As a high-ranking member of the notorious Bloods gang, Smalls led a drug trafficking crew that operated in and around the John Adams Houses in the Bronx, New York. His crew sold large quantities of powder cocaine, crack cocaine, and heroin in and around the housing project, as well as in North Carolina, South Carolina, and Virginia.
Not too bad for someone who only got out of prison in 2012 after serving over twelve years for first degree manslaughter. Then again, it was behind bars where Smalls – with help from his brother and people working on behalf of the crew – perfected his trade as he sold drugs inside the state prison system. Once he got out, Smalls began to lead the crew with his brother, participating in large-quantity narcotics deals in the Bronx and out-of-state.
Smalls was the kind of leader who took the hands-on approach. Like when he had a beef with rival drug dealer Doneil White. Within seven days, Smalls had tried to shoot him twice. On both occasions White managed to get away unharmed. One bystander wasn’t so lucky though, and was hit in the back.
Realizing he needed to delegate this piece of work, he sent a member of his crew out hunting the very next day, paying him $10,000 if he succeeded in murdering White. Whether it was the money or simply his aim, the crew member hit his mark and shot White in a stairwell at the John Adams Houses.
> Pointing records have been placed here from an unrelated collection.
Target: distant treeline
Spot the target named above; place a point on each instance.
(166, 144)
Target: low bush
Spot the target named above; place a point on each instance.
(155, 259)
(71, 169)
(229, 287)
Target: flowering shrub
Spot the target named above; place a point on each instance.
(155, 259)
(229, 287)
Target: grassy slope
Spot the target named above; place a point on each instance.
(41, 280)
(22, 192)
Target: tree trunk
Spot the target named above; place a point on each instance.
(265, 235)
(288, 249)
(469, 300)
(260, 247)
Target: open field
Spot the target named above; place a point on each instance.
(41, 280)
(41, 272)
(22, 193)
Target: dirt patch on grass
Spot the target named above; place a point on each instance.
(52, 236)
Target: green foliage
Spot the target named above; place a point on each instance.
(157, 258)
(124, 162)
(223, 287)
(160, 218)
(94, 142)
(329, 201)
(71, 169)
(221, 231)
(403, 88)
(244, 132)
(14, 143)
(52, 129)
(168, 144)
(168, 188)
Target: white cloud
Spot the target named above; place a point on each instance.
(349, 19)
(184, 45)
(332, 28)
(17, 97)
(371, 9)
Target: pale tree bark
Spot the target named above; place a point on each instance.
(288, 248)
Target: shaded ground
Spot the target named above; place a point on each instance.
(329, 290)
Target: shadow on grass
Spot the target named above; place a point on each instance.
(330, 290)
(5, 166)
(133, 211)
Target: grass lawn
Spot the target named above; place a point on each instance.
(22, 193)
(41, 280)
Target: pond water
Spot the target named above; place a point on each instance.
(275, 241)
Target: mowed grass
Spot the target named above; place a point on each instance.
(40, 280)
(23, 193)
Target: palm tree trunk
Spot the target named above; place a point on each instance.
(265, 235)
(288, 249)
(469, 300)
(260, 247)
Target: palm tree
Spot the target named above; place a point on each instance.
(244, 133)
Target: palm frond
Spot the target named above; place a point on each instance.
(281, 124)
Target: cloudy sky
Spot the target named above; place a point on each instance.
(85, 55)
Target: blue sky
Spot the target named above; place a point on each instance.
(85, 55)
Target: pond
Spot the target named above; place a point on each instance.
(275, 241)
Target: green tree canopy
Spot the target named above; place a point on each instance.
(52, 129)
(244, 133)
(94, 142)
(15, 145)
White died several days later in the hospital as a result of his severe injuries.
His brazen and violent behavior quickly led authorities to crack down on Smalls’ operation and by August of 2012 he was under arrest. Still, he continued to lead his operation, by, among other things, giving directives to members of the crew through telephone calls and in-person visits.
Seeing how persistent Smalls has been, it’s up for debate whether his sentence of 55 years will do anything to stop his enterprising criminal mind.